If needed, are schools more prepared to teach online than last year?
Yes. Last year was a mess by all accounts and it was nobody’s fault. It was a nearly impossible task to complete, almost literally overnight. For a sports perspective, imagine being the quarterback of a football team, having played very well in the same system for many years. Then one day, the coach tells you that starting tomorrow, you’re going to run a brand new offensive scheme. And you have to throw the ball with your non-dominant hand. New scheme, opposite hand, no time to prepare. Not exactly a recipe for success.
But since then, the teachers I’ve spoken to all agree that better plans, technologies and procedures are in place for this year, so that online instruction should lead to a lot of actual learning.
I taught music in a public elementary school for 25 years before retiring a year ago. I understand the benefits of having kids be physically present in school. But to me, the whole thing is an experiment with public health.
It may in fact, work out just fine. But if it doesn’t, people are going to get sick. Some will be kids. Some will be staff and their families. Will some get severely sick or even die? We don’t know. As the spouse of a teacher, I worry about her health, and I resent being drawn into the experiment myself regarding my own health.
But if schools are going to physically reopen, I prefer a more staggered approach, bringing students back one group or grade level at a time, adding others if things go well. Many districts in my area are starting with everybody present from the first day, which seems like a bigger risk. Is either plan perfect? No.

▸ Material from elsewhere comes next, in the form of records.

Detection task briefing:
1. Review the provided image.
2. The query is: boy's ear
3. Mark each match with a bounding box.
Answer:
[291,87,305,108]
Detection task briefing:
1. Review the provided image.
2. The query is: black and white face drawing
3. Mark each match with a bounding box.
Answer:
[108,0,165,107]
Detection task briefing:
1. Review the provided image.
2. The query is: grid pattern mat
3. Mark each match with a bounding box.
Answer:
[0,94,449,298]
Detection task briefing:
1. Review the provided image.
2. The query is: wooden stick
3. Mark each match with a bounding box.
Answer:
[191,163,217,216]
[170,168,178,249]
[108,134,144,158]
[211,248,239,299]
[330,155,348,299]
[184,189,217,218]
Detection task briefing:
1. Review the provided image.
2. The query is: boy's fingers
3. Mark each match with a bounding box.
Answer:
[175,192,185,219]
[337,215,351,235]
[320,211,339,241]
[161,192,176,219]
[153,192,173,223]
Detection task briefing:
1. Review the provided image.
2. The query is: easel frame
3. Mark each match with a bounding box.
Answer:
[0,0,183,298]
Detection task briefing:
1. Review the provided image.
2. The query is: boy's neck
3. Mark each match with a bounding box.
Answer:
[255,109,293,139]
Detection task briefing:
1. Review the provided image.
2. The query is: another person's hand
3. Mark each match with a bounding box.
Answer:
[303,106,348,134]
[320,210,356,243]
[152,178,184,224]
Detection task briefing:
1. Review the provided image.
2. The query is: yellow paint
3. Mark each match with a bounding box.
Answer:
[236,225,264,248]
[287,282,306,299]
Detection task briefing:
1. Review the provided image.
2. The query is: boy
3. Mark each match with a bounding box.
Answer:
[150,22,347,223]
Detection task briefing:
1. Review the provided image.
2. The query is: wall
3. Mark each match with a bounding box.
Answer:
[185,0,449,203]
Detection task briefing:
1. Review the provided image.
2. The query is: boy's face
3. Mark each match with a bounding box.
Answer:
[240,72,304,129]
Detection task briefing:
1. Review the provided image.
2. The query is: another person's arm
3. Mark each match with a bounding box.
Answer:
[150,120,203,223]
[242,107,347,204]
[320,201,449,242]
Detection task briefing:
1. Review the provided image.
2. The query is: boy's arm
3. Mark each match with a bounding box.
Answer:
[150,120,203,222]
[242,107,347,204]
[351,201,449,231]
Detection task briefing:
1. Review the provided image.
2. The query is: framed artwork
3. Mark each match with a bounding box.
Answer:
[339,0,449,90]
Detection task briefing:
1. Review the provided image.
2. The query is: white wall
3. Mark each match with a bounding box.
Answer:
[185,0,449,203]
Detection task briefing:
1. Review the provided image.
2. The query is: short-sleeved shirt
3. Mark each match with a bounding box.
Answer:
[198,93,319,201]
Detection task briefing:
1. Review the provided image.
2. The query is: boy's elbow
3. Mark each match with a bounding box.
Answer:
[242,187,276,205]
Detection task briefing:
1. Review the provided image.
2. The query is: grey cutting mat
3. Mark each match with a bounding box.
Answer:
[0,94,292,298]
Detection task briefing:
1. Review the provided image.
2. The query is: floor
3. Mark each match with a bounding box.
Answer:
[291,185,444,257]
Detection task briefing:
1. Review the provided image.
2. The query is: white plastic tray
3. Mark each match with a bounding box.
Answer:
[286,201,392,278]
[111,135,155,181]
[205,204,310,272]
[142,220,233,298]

Recently, a local newspaper covered a story that could be summarized as follows:
A nearby school district convened a virtual board meeting this week at which they approved plans to have students report for face-to-face instruction this fall. The meeting was held virtually in accordance with the Pennsylvania governor’s rule, limiting the size of a public gathering to 25.
Twenty-five. That’s roughly the size of one classroom. The schools on the verge of re-opening each contain dozens of these “maximum public gathering size” classrooms.
The irony would be comical if the stakes were lower.